Virgin Atlantic is unashamedly pro-competition and it is the reason we were founded. We have fought since that date in 1984 to give customers a real choice when it comes to long-haul air travel. Competition drives down prices and improves service levels and that is why it matters so much to Irish consumers. We want to be sure that they are protected from any adverse impacts of IAG’s acquisition of Aer Lingus, and that the hard won benefits of competition earned over many years are maintained. If an Irish family travelling on holiday to the Caribbean, or a businessperson travelling to a meeting in Hong Kong, wishes to fly with Virgin Atlantic, right now, it works. In the same way, if they want to fly British Airways, they can. That is choice, which is something this deal should not deny the Irish consumer in the future. If IAG’s proposed acquisition of Aer Lingus is allowed to progress unchecked, this choice is at risk. IAG will have a monopoly on flights between Ireland and the UK that enable the vast majority of these connections and it will be able to withdraw from interline agreements with airlines that provide competition for connecting passengers.

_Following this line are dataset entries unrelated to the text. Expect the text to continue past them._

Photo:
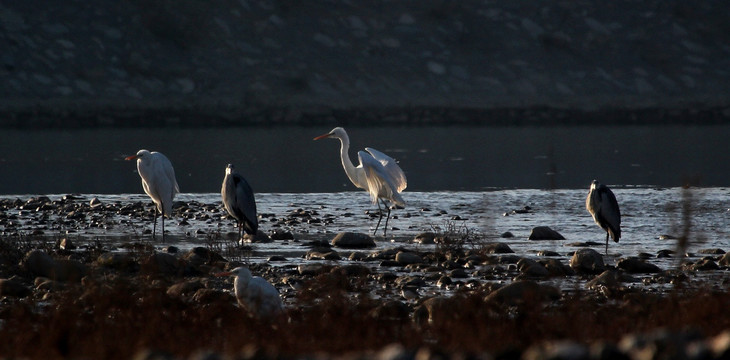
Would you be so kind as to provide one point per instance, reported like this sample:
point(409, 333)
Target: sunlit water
point(648, 214)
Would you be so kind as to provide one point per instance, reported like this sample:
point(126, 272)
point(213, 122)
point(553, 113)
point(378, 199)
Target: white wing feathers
point(391, 168)
point(384, 177)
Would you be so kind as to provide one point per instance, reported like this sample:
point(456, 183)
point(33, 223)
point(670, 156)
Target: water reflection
point(285, 159)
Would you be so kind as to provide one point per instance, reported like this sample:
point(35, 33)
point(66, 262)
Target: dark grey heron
point(239, 202)
point(254, 293)
point(158, 181)
point(602, 204)
point(378, 174)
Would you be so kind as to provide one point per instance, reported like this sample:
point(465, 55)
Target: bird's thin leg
point(380, 211)
point(154, 225)
point(240, 231)
point(163, 227)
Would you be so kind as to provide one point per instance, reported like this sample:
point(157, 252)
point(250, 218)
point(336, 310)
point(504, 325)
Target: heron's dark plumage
point(602, 205)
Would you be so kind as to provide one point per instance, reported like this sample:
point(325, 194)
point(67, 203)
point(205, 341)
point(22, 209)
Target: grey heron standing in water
point(239, 202)
point(602, 204)
point(378, 174)
point(255, 294)
point(158, 181)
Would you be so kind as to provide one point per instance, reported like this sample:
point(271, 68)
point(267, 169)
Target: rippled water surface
point(648, 214)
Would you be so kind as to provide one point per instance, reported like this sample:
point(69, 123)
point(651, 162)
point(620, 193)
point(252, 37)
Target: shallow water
point(647, 215)
point(287, 160)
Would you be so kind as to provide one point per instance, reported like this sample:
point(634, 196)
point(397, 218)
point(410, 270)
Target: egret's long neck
point(347, 163)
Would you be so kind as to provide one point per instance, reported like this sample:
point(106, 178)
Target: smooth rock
point(13, 288)
point(497, 248)
point(634, 266)
point(520, 292)
point(426, 238)
point(406, 258)
point(611, 279)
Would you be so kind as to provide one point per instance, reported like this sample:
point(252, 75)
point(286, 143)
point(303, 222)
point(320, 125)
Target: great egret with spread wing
point(378, 174)
point(602, 204)
point(158, 181)
point(254, 293)
point(239, 201)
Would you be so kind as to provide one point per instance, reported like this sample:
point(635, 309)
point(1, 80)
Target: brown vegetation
point(333, 314)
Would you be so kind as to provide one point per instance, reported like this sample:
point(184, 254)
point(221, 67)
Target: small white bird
point(254, 293)
point(158, 181)
point(378, 174)
point(239, 201)
point(602, 205)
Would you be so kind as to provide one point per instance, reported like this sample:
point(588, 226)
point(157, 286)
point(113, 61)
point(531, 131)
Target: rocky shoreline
point(343, 300)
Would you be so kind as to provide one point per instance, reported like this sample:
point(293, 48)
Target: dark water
point(283, 160)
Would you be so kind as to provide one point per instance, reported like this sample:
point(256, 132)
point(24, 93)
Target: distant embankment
point(266, 62)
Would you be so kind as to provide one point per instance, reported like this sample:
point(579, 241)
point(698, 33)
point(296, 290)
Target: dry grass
point(334, 315)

How can competition be maintained? We have outlined three key questions that we believe need to be asked and then answered on behalf of Irish consumers. First, what legal guarantees have been sought from IAG that the frequency of flights and seat capacity offered by both Aer Lingus and British Airways between Ireland and the UK will be retained? We have seen what happens when competition and capacity falls away on routes. Typically, reductions in frequency or seat capacity leads to negative impacts on the service level provided and inflated fares, leading to higher prices for customers. IAG has made public offers of commitments on Aer Lingus frequencies, which the committee has discussed with its representatives, but, importantly, it has made no promises about BA's services, leaving it free to reduce BA frequencies following the transaction. Any commitments should be extended to cover British Airways as well as Aer Lingus in order that the current level of frequencies across the combined BA-Aer Lingus partnership is maintained. There must also be consideration of how seat capacity can be maintained in order that IAG does not simply downgrade the size of aircraft deployed on these routes.

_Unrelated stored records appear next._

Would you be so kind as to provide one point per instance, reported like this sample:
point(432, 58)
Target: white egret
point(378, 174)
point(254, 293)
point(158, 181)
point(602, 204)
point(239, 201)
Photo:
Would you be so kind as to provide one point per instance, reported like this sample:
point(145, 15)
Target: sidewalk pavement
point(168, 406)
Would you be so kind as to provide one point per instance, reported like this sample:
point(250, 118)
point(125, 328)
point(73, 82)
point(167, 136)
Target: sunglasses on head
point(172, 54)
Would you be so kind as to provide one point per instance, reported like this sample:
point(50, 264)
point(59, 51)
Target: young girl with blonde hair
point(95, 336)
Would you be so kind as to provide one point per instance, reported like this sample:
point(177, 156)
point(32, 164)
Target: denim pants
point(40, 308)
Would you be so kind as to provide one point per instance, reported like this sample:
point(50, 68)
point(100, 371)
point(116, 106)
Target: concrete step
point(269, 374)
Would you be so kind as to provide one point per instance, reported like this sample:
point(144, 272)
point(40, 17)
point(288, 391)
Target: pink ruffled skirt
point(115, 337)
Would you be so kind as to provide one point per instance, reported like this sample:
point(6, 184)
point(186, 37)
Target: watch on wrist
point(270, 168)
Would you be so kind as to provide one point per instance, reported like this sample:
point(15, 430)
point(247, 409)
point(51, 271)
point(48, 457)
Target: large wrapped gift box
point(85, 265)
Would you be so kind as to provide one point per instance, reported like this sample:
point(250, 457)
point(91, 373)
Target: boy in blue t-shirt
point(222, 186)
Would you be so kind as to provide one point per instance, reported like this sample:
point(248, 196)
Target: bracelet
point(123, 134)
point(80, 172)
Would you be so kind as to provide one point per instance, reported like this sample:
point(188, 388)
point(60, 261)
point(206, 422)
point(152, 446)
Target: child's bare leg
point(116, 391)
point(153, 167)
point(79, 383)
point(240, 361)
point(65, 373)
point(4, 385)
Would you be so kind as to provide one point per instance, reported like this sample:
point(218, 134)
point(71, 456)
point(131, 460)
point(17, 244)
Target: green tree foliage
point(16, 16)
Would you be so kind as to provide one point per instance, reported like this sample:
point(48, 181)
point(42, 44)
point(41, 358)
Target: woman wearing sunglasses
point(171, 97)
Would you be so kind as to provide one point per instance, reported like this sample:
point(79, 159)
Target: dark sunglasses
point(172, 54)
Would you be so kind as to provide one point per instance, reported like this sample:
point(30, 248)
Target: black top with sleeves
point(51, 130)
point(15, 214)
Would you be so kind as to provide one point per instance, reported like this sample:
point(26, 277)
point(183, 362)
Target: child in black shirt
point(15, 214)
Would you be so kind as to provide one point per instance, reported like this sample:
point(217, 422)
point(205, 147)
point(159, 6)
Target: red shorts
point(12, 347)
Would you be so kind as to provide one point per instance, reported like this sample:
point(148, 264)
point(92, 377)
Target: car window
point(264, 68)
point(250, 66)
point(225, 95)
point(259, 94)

Second, has the Government sought assurances from IAG that it will carry on working with Aer Lingus's existing partner airlines, preserving the competition that Irish consumers benefit from today? It would be lovely to hear that IAG had recognised this and was discussing this with the committee but in reality the value of competition to consumers in this case is probably not at the forefront of IAG's thinking. When BA merged with BMI a few years ago, the opposite happened. Shortly after the transaction concluded, pre-existing BMI interline arrangements were switched off, depriving consumers across the former BMI network of choice when it came to making connections. Only regulatory intervention after some time restored that choice to a limited extent. Commercially, it is perfectly rational for IAG to want to keep connecting passengers on its own network. It would have no reason to offer access to its customers to its long-haul competitors. Unchecked, this deal gives IAG the opportunity to do that and to squeeze airlines such as Virgin Atlantic out of the Irish market and funnel consumers onto its own services. The Government and Parliament have a strong voice in this deal. The Aer Lingus shareholding and Ireland's membership of the EU enables them to ask IAG for commitments in any proposed deal. The EU will review the proposed transaction from a competition perspective to which they and the committee can have an input. If interline agreements are genuinely and fully protected, consumers can be protected.

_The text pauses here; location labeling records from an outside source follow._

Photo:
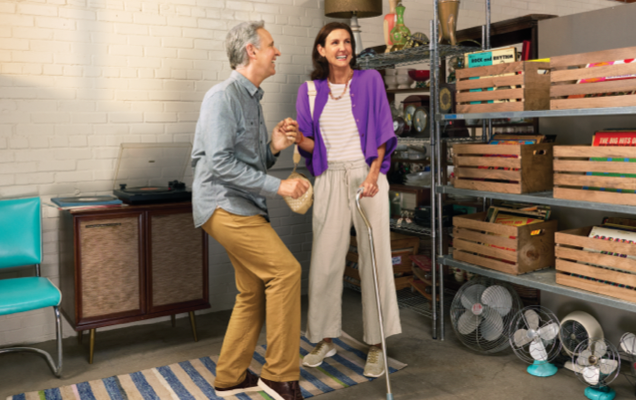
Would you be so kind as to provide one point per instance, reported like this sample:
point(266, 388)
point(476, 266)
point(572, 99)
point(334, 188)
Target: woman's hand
point(370, 186)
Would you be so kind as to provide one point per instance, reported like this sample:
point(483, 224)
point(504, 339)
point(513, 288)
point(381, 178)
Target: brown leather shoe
point(281, 390)
point(250, 383)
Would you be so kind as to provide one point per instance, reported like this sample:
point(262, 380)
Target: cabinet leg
point(194, 326)
point(92, 347)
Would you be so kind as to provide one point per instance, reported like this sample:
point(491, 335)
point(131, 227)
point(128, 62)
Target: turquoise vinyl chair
point(21, 245)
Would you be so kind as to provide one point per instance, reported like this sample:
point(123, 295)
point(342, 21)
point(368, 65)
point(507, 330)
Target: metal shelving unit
point(431, 54)
point(543, 280)
point(539, 198)
point(583, 112)
point(407, 228)
point(415, 55)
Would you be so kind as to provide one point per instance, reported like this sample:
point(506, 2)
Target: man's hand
point(293, 188)
point(283, 135)
point(370, 186)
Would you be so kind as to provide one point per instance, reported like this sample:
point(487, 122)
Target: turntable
point(143, 170)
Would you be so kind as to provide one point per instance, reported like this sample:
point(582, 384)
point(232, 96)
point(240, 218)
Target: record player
point(152, 173)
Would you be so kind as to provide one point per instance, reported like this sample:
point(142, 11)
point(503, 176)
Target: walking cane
point(389, 395)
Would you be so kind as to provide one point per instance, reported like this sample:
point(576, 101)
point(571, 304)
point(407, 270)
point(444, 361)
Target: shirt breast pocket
point(250, 136)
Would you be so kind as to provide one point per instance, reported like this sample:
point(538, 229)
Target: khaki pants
point(268, 279)
point(334, 211)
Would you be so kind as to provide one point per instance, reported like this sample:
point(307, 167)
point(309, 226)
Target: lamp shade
point(344, 8)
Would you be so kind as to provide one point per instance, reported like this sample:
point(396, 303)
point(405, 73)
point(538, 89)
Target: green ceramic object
point(400, 32)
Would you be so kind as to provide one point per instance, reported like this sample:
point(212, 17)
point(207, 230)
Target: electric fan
point(575, 328)
point(597, 363)
point(533, 338)
point(628, 353)
point(481, 313)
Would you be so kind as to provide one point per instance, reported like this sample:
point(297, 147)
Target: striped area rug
point(194, 379)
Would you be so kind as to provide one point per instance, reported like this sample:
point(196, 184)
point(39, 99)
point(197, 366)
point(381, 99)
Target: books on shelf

Third, what measures has the Government identified as necessary under a European Commission remedy to ensure competition is maintained for Irish consumers in the event that the transaction proceeds? In answering this, it is important to go back to the two enablers of competition today. The first is the preservation of effective competition and air connectivity between the UK and Ireland for all consumer types, including those who are time sensitive and connecting, and the second is to maintain effective interline partnerships for connecting passengers. The first of these is partially addressed in discussing frequency or capacity commitments. The Commission typically has applied a slot remedy in these scenarios in an attempt to encourage new competition on the routes where competitive harm has been identified. We support that but the track record of uptake of such slots is poor and, therefore, meaningful capacity and frequency commitments from IAG as a backstop to a slot remedy are needed. Second, to address the needs of connecting customers, there should be a requirement on IAG to enter into effective interline agreements with Aer Lingus's existing partners. These agreements must include a special prorate agreement in order that airlines other than IAG can offer competitive fares with attractive connecting times and smooth transfers. The Government and the European Commission must consider these important impacts on competition in its evaluation of IAG’s proposed acquisition of Aer Lingus. We urge the committee and the Government to act on behalf of Irish consumers in pursuing these remedies. If they believe in maintaining a competitive environment to benefit the consumer, then they will believe in these remedies to protect them.
Virgin Atlantic has been serving Irish consumers since we launched in 1984. We work hard with Aer Lingus to provide the best service to it.
I am here today to champion consumers regardless of whoever they choose to fly with. We at Virgin Atlantic love competition; it is the reason we exist. If the Irish consumer loses this choice, the competition that drives all airlines to keep prices low and service levels high will be lost, to the great detriment of Ireland, its businesses and its people.